2. Balyoz darbe iddialarına destek oluşturan belgelerinin savcılık tarafından gerçekliğinin ciddi bir şekilde sorgulanmadan doğru olarak kabul edilip, onlarca subayin cezaevine atılmış olması Türkiye’de yargının işleme tarzı konusunda herkesi kötümser kılmalı.  Burada yapılabilecek en iyimser yorum, yargının ustaca oluşturulmuş bir kamuoyunun baskısına başeğip, elle tutulur kanıtlar olmamasına rağmen Çetin Doğan gibilerini medyadan tepki almamak için içeride tutmayi tercih etmesidir.  Daha kötümser yorum, yukarıda bahsettiğimiz grubun yargının önemli bölümlerini de ele geçirmiş olduğudur.

Her halukarda, savcıların Balyoz belgelerini üreten sahtekarların peşine düşmek yerine Çetin Doğan’a Sinagog bombalamayı soracak raddeye ulaşan bir balık avına çıkmalarını demokrasinin geleceği için iyi bir iş olarak görebilmek mümkün değildir.

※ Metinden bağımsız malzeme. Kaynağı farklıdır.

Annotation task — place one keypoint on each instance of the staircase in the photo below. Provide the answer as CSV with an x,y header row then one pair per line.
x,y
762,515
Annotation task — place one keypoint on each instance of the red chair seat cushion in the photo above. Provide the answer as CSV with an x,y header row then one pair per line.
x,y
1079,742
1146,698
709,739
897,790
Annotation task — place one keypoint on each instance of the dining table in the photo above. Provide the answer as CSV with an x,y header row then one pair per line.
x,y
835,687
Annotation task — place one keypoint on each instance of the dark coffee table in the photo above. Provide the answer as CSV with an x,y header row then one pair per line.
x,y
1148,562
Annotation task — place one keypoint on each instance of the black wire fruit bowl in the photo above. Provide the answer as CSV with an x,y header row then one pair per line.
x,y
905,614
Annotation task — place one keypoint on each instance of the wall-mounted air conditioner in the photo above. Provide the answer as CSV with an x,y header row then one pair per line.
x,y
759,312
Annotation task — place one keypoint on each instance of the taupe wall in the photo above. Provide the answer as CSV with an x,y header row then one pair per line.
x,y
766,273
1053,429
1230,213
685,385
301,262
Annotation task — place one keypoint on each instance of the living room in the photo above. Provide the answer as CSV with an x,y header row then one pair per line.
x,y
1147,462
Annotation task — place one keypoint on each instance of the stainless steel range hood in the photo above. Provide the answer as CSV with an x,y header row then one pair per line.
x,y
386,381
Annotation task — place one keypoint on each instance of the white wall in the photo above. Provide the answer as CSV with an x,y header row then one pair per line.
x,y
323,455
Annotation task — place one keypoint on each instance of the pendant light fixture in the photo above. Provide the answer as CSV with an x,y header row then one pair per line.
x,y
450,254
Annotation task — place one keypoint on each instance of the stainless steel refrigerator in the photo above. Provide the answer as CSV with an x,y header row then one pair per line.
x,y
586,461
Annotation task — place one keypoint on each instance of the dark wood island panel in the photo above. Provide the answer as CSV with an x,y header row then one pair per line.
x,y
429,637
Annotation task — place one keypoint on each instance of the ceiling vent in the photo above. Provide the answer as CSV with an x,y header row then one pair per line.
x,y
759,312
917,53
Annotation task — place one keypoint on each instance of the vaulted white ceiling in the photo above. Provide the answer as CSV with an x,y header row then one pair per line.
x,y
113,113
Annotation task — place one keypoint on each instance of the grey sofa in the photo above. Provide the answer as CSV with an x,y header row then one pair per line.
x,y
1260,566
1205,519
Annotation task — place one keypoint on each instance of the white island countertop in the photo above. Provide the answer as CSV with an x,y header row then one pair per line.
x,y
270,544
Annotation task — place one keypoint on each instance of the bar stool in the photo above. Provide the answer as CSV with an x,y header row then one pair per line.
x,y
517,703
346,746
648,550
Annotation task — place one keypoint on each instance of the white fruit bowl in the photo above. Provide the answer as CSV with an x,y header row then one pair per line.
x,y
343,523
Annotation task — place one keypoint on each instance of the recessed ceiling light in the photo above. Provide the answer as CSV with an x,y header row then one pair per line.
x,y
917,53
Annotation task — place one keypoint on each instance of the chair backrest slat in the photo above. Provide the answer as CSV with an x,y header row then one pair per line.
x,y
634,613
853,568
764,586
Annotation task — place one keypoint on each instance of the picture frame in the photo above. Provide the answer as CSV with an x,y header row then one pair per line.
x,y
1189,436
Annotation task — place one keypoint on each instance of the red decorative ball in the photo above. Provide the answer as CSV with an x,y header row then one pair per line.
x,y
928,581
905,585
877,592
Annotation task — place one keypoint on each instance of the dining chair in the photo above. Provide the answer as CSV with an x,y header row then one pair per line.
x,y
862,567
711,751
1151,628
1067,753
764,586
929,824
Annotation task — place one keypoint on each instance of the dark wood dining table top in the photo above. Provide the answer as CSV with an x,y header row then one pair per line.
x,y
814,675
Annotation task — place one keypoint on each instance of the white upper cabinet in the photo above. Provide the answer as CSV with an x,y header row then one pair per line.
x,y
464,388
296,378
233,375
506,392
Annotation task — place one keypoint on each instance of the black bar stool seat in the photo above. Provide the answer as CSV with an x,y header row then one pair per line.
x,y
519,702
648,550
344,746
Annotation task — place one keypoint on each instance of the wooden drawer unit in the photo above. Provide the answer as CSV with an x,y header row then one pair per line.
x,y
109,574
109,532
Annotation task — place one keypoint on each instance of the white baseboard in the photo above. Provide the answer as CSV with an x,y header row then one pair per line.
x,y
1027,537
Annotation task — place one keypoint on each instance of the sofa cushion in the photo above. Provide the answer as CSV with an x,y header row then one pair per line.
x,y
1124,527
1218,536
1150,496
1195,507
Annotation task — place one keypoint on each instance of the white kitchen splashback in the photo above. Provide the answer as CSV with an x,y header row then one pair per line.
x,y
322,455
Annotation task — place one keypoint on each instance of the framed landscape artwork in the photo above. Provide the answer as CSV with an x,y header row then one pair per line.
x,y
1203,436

3. Demokrasinin, hak ve hürriyetlerin, ve hukuk devletinin en ateşli savunucuları olması gereken liberal-demokrat düşünürlerin ve köşe yazarlarının Balyoz olayları karşısında aldıkları tutum içler acısıdır.  Gerçekleri aksetme ve yorumlamakta gösterdikleri zafiyetler nereden kaynaklanıyor bilemiyoruz.  Bu konuyu daha evvel örneklerle bolca yazdığımız için daha da uzatmak istemiyoruz.  Bireysel hak ve hürriyetler konusunda gerçekte ne kadar duyarsız oldukları Balyoz olayları karşısında aldıkları tutumla aşikar olmuştur.  Daha da vahim olanı, akla karayı bile ayırt edemeyecek dercede bir önyargılılık sergilemektedirler.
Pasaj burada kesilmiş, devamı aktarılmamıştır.